From Working Artists To Studio Recruiters
In order to figure out whether self taught artists could have a career selling their paintings in a gallery or get a job with a big studio, I decided to go to LinkedIn. (come link up and connect with me on LinkedIn my fellow arteest)
I went ahead and started reaching out to various artists and recruiters to see what they all had to say on the subject.
Every response I have obtained thus far all agree that what you can do is far more important than how you learned to do it.
I was able to get input from a couple of different artists and a recruiter for a major animation studio. One artist is a painter of abstract impressionism while the other is a 3D character and prop artist.
The painter, based in Dubai, was totally self-taught and only started painting 7 years ago.
Her name is Sheeba Khan. She is quite impressive and was an astounding first contact for me to make on LinkedIn. She is a very passionate person eager to share her brilliance with the world!
Here she is working in her studio! Click here to check out her site and some more of her work!
In the past 7 years, Sheeba has accomplished quite a bit. She has been able to earn 5 awards and she has a painting in the permanent collection of the Haegeumgang Theme Museum in South Korea! I think that is pretty darn cool!
On top of that, she has been featured in a prestigious art book that only picks from 50 artists around the world!
I’d say she has done pretty well as a self-taught artist so far. For only having picked up the practice 7 years ago that is quite the track record.

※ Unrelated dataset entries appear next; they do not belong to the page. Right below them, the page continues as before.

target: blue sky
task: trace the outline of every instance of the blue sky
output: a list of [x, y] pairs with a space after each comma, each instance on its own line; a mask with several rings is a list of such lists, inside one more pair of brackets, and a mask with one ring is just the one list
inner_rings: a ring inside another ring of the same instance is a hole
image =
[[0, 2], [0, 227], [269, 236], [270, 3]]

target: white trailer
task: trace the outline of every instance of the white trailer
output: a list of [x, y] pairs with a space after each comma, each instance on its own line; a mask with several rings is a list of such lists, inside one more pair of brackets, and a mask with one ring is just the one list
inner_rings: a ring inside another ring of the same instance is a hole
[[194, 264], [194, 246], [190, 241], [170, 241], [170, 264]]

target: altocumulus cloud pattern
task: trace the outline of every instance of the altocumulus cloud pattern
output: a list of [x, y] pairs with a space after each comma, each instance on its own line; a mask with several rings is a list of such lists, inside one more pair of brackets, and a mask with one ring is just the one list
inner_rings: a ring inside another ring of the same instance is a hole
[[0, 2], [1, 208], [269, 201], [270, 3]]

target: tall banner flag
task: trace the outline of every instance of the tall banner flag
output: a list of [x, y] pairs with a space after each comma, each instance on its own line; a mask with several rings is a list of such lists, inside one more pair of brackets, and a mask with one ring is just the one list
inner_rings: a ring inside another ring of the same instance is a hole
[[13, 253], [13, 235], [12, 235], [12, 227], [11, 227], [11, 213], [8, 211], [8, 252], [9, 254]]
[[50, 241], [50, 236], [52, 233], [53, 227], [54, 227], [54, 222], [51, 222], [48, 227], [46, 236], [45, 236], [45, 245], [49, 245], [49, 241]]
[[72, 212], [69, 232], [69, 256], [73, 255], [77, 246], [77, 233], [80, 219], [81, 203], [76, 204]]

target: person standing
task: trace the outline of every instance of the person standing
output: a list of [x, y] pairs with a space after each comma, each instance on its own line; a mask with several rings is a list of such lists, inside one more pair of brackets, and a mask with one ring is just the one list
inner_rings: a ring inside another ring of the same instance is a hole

The other artist I spoke with, Scott Salkind, is a full-time freelance character artist. He did graduate from Full Sail University and has definitely put in the work to become an awesome artist!
Here is an example of his awesome work! If you want to check out more of his work click here! If on the other hand you are looking for a freelance character artist check out his LinkedIn profile here!
When I asked him if it was possible for a self taught artist to get hired doing something like what he does he responded “Short answer, yes absolutely. Art is art, at the end of the day studios don’t really care how you got to where you are, just that you did!”
So if you are hoping to get into something similar just know all you have to do is prove you have the skills needed!
Finally, I was able to get some input from an actual recruiter for a big animation studio. I can’t say exactly which one but I will say it is very likely you have seen some of their films.
He said “It is all about the portfolio, so that is what will make you stand out! If you have the chops to do the work, that’s what they look for at a feature film studio, first and foremost! “
No matter where you want to go as an artist, as long as you have enough determination and persistence you can get there. Whether you’re self-taught or you pursue an art degree of some sort.
It takes effort and dedication to a particular outcome in order to manifest that outcome.
If you can produce a quality portfolio or animation reel then you can get your foot in the door!
When it comes right down to it, there really is no point in making this distinction of self taught vs trained. We are all essentially both.